Mr. Burnside, who is now an economics professor at the University of Virginia, called the Easterly study "a significant challenge to our results" because it was the only one that used a very similar methodology. Still, he added, "the notion that among poor countries aid should be allocated to those with better institutions and policies has gained currency not because of any single statistical study, but rather because several different types of information all point in the same direction." (The two authors, who were both economists at the World Bank when they published their article, are working on a new paper responding to their critics.)

The Bush administration, for its part, does not seem particularly concerned about the latest findings. A senior White House official familiar with the new paper dismissed the dispute as "a statistical issue" that does not alter the soundness of the government's approach.

Few economists would disagree that policymakers should consider how governments are likely to use aid money. Dani Rodrik, professor of international political economy at the John F. Kennedy School of Government at Harvard, called the basic philosophy of the Millennium Challenge Account sound. "We have learned that attaching policy conditions to aid is futile when the recipient governments are uninterested in generating economic growth and poverty alleviation," he said.

But he added that there was still no magic formula for growth.
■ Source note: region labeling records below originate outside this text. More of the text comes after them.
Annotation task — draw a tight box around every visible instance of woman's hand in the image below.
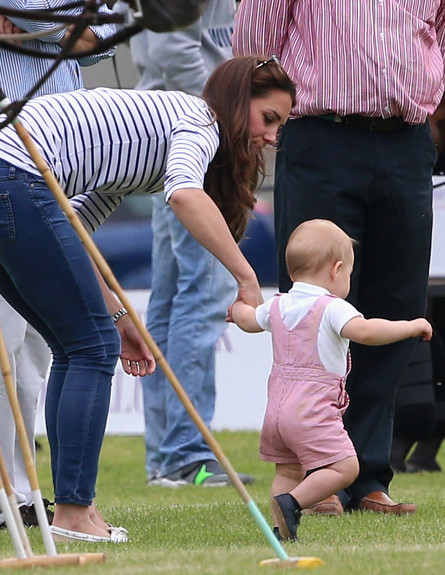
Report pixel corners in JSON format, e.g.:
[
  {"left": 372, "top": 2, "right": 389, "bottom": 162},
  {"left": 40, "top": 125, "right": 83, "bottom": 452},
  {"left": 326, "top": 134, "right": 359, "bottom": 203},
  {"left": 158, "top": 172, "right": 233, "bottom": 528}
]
[
  {"left": 235, "top": 275, "right": 264, "bottom": 307},
  {"left": 116, "top": 316, "right": 156, "bottom": 377}
]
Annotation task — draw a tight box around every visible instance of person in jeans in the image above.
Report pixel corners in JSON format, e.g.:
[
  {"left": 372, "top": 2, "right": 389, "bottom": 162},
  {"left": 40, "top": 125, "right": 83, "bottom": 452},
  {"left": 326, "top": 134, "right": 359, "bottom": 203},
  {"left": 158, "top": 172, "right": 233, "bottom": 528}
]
[
  {"left": 131, "top": 0, "right": 253, "bottom": 487},
  {"left": 0, "top": 0, "right": 115, "bottom": 527},
  {"left": 0, "top": 57, "right": 295, "bottom": 542}
]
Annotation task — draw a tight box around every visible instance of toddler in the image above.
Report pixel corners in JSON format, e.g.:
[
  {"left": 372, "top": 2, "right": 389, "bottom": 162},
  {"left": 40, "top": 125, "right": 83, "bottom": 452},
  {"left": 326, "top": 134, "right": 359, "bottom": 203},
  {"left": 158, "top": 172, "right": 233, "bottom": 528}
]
[{"left": 229, "top": 220, "right": 432, "bottom": 540}]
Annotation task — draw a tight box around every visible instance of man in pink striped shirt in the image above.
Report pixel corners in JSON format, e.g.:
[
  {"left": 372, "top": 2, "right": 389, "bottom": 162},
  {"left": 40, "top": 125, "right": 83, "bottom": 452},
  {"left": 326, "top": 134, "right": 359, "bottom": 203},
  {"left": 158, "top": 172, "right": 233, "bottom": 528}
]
[{"left": 233, "top": 0, "right": 445, "bottom": 515}]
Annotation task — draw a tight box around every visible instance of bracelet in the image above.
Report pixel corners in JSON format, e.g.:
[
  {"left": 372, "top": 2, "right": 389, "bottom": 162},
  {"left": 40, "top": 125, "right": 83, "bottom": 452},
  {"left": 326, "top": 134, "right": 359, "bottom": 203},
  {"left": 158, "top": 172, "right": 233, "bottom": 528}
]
[{"left": 111, "top": 307, "right": 128, "bottom": 323}]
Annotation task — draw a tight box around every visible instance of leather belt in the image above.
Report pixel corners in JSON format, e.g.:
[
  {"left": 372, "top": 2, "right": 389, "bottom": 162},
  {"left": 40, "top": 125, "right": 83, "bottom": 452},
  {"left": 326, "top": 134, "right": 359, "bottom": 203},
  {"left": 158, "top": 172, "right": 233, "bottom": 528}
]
[{"left": 316, "top": 114, "right": 408, "bottom": 134}]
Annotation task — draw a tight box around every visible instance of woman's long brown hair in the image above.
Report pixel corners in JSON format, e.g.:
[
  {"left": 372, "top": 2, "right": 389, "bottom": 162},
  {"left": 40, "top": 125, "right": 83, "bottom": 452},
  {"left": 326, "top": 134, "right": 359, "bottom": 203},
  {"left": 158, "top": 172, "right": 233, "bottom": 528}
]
[{"left": 203, "top": 56, "right": 295, "bottom": 241}]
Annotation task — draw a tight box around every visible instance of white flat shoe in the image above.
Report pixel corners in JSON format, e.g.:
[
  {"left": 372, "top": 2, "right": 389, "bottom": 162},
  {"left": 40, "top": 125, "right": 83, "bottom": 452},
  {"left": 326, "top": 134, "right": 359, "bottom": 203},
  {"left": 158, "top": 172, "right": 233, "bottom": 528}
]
[{"left": 49, "top": 525, "right": 128, "bottom": 543}]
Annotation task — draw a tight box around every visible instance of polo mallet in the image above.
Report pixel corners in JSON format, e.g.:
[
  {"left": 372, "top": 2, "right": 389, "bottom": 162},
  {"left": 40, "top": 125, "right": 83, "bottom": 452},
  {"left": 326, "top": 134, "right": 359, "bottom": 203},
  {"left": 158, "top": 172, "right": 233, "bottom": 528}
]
[
  {"left": 0, "top": 444, "right": 32, "bottom": 559},
  {"left": 0, "top": 322, "right": 105, "bottom": 568},
  {"left": 2, "top": 101, "right": 323, "bottom": 568}
]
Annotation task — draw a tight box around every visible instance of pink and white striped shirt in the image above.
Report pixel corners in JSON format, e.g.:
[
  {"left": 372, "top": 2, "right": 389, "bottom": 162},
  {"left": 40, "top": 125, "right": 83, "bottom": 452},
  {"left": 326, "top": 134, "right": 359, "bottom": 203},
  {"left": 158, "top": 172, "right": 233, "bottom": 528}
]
[{"left": 233, "top": 0, "right": 445, "bottom": 124}]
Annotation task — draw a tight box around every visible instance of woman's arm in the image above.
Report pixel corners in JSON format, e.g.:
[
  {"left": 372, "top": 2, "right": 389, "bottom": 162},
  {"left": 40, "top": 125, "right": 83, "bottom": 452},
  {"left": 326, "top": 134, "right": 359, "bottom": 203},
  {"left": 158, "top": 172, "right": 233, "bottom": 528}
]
[
  {"left": 169, "top": 189, "right": 263, "bottom": 307},
  {"left": 228, "top": 301, "right": 264, "bottom": 333},
  {"left": 90, "top": 256, "right": 156, "bottom": 377}
]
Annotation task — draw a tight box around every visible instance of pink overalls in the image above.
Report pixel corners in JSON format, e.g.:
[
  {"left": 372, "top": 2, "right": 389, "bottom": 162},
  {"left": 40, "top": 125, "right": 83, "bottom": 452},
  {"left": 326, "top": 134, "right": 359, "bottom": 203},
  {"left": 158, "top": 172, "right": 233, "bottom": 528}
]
[{"left": 260, "top": 295, "right": 356, "bottom": 470}]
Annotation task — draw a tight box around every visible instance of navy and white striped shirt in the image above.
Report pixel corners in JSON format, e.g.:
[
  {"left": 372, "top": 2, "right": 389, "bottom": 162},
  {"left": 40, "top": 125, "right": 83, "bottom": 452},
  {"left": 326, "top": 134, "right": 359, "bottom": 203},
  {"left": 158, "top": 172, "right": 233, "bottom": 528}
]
[
  {"left": 0, "top": 88, "right": 219, "bottom": 232},
  {"left": 0, "top": 0, "right": 116, "bottom": 100}
]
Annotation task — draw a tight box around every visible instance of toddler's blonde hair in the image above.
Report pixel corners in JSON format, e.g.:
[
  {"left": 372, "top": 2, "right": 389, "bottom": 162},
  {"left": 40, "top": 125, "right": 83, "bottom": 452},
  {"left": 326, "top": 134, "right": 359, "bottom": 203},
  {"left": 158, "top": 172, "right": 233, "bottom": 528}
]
[{"left": 286, "top": 219, "right": 354, "bottom": 281}]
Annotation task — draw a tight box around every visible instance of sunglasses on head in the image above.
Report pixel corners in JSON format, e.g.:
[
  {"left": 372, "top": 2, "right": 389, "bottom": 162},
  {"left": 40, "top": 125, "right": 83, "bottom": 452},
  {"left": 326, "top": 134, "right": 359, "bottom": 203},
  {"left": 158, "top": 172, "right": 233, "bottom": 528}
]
[{"left": 256, "top": 54, "right": 281, "bottom": 69}]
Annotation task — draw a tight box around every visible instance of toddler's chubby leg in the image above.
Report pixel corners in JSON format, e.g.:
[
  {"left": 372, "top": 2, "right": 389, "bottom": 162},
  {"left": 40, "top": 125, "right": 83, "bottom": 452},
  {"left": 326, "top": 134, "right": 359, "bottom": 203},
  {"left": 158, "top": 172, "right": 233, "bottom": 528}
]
[{"left": 270, "top": 463, "right": 305, "bottom": 540}]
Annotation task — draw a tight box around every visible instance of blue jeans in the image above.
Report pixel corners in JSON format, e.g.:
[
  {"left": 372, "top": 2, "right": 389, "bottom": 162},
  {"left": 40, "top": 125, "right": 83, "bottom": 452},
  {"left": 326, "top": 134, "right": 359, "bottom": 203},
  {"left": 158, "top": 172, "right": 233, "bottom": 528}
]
[
  {"left": 0, "top": 160, "right": 120, "bottom": 505},
  {"left": 142, "top": 196, "right": 235, "bottom": 477}
]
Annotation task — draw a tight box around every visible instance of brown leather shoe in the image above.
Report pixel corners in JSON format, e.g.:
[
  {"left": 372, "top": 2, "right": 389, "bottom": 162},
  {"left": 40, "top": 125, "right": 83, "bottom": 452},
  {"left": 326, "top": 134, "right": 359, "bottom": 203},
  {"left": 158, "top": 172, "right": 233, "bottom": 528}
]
[
  {"left": 357, "top": 491, "right": 417, "bottom": 515},
  {"left": 303, "top": 494, "right": 344, "bottom": 515}
]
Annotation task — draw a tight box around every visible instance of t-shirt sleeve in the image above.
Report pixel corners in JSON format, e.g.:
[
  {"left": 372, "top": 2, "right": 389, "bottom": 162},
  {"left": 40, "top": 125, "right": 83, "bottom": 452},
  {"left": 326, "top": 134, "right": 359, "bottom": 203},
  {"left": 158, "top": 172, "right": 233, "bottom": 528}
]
[
  {"left": 325, "top": 298, "right": 363, "bottom": 335},
  {"left": 255, "top": 298, "right": 274, "bottom": 331},
  {"left": 164, "top": 116, "right": 219, "bottom": 202}
]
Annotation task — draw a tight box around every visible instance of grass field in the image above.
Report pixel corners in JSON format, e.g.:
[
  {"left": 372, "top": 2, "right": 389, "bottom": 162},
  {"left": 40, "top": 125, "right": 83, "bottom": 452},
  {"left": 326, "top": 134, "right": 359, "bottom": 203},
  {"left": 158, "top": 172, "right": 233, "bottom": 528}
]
[{"left": 0, "top": 432, "right": 445, "bottom": 575}]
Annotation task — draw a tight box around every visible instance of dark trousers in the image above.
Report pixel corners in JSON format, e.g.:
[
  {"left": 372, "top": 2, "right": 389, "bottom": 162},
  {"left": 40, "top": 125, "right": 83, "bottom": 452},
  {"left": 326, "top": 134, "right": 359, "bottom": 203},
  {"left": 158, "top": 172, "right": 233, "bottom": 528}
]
[{"left": 275, "top": 117, "right": 436, "bottom": 507}]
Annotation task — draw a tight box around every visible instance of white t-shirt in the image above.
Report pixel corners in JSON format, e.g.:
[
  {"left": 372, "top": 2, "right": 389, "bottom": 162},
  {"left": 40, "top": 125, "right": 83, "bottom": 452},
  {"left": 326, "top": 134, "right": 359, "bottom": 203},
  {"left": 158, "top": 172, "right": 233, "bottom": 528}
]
[{"left": 255, "top": 282, "right": 362, "bottom": 377}]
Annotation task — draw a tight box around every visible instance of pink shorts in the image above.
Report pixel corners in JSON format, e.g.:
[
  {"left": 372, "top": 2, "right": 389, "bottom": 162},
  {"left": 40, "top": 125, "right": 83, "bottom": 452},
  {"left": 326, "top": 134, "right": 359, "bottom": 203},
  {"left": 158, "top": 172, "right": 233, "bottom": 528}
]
[{"left": 260, "top": 375, "right": 356, "bottom": 471}]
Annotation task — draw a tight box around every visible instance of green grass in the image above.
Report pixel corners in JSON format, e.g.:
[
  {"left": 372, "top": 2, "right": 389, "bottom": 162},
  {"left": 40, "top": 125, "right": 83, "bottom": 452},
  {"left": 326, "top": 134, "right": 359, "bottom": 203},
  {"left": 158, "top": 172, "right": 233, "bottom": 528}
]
[{"left": 0, "top": 432, "right": 445, "bottom": 575}]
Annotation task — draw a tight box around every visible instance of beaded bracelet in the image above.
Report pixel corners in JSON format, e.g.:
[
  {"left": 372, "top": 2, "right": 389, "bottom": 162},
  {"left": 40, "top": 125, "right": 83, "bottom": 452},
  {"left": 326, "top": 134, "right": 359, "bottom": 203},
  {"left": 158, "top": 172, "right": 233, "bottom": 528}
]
[{"left": 111, "top": 307, "right": 128, "bottom": 323}]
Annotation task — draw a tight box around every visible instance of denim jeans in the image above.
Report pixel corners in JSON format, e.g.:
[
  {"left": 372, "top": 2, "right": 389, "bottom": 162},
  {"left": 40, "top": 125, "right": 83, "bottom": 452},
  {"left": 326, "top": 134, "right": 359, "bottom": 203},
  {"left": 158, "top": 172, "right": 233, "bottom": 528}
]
[
  {"left": 0, "top": 160, "right": 120, "bottom": 505},
  {"left": 142, "top": 195, "right": 236, "bottom": 477}
]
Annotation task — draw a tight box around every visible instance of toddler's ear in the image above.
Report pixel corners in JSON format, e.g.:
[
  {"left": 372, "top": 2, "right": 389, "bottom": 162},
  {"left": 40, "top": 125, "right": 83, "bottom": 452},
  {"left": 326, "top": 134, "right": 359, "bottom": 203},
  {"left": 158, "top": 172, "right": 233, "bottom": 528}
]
[{"left": 331, "top": 260, "right": 343, "bottom": 279}]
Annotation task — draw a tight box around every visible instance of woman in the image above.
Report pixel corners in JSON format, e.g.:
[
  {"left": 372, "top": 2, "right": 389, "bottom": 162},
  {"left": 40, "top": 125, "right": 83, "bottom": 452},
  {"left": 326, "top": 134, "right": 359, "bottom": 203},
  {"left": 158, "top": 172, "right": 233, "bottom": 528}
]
[{"left": 0, "top": 57, "right": 295, "bottom": 541}]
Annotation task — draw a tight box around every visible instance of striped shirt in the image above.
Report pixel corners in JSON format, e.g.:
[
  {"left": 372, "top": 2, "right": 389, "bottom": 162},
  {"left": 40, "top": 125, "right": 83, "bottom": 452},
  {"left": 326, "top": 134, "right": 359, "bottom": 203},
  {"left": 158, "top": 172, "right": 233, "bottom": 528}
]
[
  {"left": 0, "top": 88, "right": 219, "bottom": 232},
  {"left": 232, "top": 0, "right": 445, "bottom": 124},
  {"left": 0, "top": 0, "right": 116, "bottom": 100}
]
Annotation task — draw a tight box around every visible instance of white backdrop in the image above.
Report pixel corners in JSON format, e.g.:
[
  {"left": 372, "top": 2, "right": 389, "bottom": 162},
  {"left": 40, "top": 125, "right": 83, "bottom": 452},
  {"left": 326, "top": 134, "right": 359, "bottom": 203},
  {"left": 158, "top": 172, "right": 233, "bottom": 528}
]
[{"left": 37, "top": 184, "right": 445, "bottom": 434}]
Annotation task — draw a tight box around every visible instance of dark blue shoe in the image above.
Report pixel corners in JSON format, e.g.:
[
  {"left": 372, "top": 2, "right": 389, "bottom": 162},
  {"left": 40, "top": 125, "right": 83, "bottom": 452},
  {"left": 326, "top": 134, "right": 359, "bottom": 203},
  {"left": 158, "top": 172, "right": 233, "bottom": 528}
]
[{"left": 272, "top": 493, "right": 301, "bottom": 541}]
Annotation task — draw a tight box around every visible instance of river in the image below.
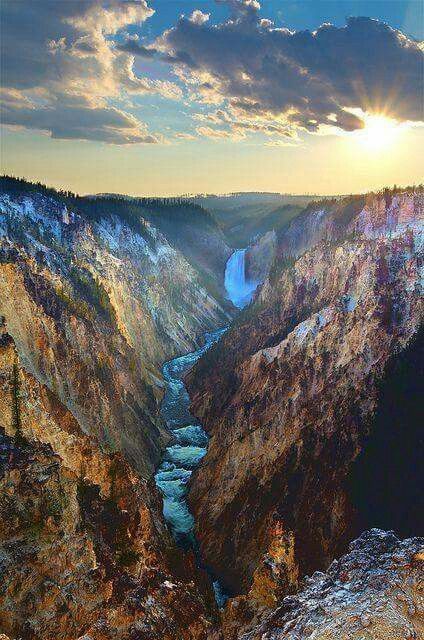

China, India and Vietnam, for example, have all been economically successful in the past two decades, he said, but would not have passed the criteria set out by the Millennium Challenge Account. Trying a one-size-fits-all foreign aid policy "presumes not only that we have a fairly good idea what growth-promoting policies are, but also that these policies are the same everywhere," Mr. Rodrik said. "Neither of these presumptions is supported by evidence."